Knowing who to trust can mean the difference between life and death in Tudor England.
When William Shakespeare leaves his home in Stratford in the company of a Catholic priest he knows that he is walking into danger, but the vast libraries held in the name of God are enough to tempt him to risk his life in the pursuit of knowledge. However, the capture and death of his mentor, Edmund Campion, and his return to Stratford set William on an altogether different path. Marriage to Anne Hathaway means he must turn his back on the priesthood, but there are other ways for a clever and charming young man to be of use to the faith.

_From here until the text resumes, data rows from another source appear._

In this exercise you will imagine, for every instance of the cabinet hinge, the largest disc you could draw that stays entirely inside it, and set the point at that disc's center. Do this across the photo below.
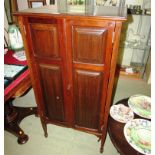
(24, 29)
(113, 37)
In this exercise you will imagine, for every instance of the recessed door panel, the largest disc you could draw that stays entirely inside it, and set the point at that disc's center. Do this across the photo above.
(89, 44)
(51, 80)
(87, 95)
(45, 40)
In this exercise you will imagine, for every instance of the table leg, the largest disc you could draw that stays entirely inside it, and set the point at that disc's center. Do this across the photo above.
(12, 118)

Many Kinds of Silence traces the story of a young William Shakespeare and his patron, Ferdinando Stanley, and reveals how choosing in whom to place your trust meant the difference between life and death in Elizabethan England.
Many Kinds of Silence is a cleverly conceived and captivating novel, casting adrift a young and restless William in a maelstrom of religious strife and intrigue whilst exploring the adventurous spirit of a generation in pursuit of scientific knowledge. (Lancashire Evening Post)
This is an engaging tale, a very readable book. (Goodreads)
I know not whether to depart in silence.
King Richard III
As the iron-shod hooves clattered on the oak boards that spanned the moat at Bushwood Hall, William wished that they could have approached with more reverence.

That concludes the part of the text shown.